India’s hardest fall


BY giving Modi’s BJP a landslide victory, the Indian electorate has dealt its country a blow that might take a long time to recover from. The outcome of the polls has virtually buried India’s ideal of secularism and tightened the hold of crooks and the vulgar rich over the house of the people.
The main plank of the BJP’s election strategy was a pledge to complete India’s transformation into a Hindu state. By backing Modi, the voters have indicated that their belief in secularism was only skin-deep. They have given Modi licence to tyrannise the minorities, and settle the Kashmir issue through brute force and chicanery.
The only other plank in BJP’s electoral campaign was a threat to national security and belligerence towards Pakistan. Its triumph will put a strain on relations with all neighbours, especially Pakistan. Worse, it could increase the state’s amenability to pressure from the armed forces and lead to curtailment of basic freedoms and the rule of law.

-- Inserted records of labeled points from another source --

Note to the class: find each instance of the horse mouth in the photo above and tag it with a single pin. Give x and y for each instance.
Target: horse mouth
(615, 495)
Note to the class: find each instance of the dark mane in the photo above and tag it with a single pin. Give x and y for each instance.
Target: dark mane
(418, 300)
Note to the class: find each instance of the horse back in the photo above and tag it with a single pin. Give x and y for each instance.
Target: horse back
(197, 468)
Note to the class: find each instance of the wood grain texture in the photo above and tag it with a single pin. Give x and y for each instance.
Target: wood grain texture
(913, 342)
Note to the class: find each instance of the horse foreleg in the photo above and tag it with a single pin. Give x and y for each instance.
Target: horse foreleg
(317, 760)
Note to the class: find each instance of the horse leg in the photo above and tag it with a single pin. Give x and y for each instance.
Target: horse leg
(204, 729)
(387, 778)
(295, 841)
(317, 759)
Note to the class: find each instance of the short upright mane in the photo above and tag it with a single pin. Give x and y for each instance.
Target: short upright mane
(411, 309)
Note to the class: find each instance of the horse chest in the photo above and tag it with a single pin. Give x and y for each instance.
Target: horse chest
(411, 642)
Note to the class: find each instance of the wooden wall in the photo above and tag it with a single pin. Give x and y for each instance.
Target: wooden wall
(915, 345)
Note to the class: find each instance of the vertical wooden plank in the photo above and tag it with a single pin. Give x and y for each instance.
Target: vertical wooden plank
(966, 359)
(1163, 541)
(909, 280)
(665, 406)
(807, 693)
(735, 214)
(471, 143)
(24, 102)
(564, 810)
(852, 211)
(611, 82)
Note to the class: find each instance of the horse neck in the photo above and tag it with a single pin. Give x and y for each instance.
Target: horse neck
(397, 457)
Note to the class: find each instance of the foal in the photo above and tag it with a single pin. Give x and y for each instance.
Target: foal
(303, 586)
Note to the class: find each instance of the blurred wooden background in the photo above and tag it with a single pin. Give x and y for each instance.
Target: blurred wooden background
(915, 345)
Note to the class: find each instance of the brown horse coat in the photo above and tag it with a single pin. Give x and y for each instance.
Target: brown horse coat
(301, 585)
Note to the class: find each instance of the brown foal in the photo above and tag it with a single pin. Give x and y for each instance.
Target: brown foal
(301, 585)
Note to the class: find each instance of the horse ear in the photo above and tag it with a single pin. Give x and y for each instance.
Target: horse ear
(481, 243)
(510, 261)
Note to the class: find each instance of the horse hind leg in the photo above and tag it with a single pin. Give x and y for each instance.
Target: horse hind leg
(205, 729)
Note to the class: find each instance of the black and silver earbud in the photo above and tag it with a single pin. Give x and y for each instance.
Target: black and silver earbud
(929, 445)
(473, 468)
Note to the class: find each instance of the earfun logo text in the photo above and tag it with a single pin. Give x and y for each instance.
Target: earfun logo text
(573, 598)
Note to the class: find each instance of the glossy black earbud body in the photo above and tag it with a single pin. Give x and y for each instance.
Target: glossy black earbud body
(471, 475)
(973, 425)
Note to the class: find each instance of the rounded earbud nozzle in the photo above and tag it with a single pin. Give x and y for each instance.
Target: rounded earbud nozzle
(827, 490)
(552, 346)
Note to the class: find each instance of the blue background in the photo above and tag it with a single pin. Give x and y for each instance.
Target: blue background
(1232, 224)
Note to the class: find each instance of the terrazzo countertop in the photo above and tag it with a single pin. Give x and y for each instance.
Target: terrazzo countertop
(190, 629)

While the BJP’s victory is spectacular, no less sensational is the defeat of Congress and the rout of the Left parties. The CPI-M that had ruled West Bengal for many years lost to Mamata Banerjee’s Trinamool Congress in 2014 and has failed to win any Lok Sabha seat from that state this time. Both Congress and the Left Front failed to counter Modi’s rhetoric about national security and religious exclusiveness.